Now, according to the book’s co-author, Tom Verducci,Torre and the book are getting a bad rap. Verducci claims that it is a third person account of a period of Yankee history rather than a first person tell-all about Joe’s experience. He also says that, while Torre is always honest, he’s never tasteless. That the details that we have read about the book are going to seem a whole lot less smutty when read in context.

Gosh, I’m trying to think. Where else have I heard something like that this week? Oh, right. From Governor Rod Blagojevich, who claimed that the recording that we heard of him suggesting they sell off the Senate seat would actually make him sound like a fighter of corruption when played in context.

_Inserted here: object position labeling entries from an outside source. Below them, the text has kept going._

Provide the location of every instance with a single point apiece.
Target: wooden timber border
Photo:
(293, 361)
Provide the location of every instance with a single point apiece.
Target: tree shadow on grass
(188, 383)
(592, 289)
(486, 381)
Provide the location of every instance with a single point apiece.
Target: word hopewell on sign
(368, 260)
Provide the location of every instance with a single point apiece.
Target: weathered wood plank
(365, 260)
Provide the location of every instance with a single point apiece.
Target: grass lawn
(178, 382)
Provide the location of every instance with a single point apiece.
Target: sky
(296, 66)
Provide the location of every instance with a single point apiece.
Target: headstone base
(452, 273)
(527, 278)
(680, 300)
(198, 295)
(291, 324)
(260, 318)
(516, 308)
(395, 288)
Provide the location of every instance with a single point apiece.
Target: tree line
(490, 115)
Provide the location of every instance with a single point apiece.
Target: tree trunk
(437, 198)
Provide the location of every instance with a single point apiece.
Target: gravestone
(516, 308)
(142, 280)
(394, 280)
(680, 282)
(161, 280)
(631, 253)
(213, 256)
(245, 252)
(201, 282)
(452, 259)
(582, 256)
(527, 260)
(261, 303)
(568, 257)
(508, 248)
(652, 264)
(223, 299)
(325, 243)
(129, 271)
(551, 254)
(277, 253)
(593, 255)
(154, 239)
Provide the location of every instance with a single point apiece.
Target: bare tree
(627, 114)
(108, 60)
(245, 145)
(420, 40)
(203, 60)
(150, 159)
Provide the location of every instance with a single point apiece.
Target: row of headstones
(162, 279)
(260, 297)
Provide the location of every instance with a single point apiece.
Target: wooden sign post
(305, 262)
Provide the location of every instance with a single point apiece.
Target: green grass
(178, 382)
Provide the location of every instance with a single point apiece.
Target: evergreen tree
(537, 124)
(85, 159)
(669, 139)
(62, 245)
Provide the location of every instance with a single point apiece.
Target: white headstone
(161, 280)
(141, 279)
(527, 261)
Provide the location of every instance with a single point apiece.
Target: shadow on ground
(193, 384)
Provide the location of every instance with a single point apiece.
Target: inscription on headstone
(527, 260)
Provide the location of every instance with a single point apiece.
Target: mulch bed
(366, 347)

Well, more will be revealed on both of these fronts, I assume—after both the impeachment hearing and the release of Torre’s book. I certainly plan to read the book and am open to the possibility that I am wrong. However, as it stands, and based on what I know, I have to admit to being disappointed. The prospect that Torre is a man with anything other than impeccable integrity? Well, it would be like finding out that Obama didn’t totally believe in Hope. (Capital “H.”) Or that Mike Mussina actually hated tractors.

2 comments:

Josh Borenstein said...

I think you're being a little harsh on Torre. Steinbrenner and Cashman had short memories and quickly forgot about the 4 Rings Torre helped bring to NY. A-Rod is a prime donna, and I think he's always resented playing second fiddle to Jeter. Torre was treated pretty shittily towards the end of his tenure with the Yankees. His pride was hurt. Holding him to a higher standard than the rest of us is unreasonable.

koala said...

Maybe Torre is embracing the celebrity gossip culture he is now surrounded by having moved to LA? Pretty tough to resist.

Or maybe after spending more time with Manny, this is "just Joe being Joe," finally.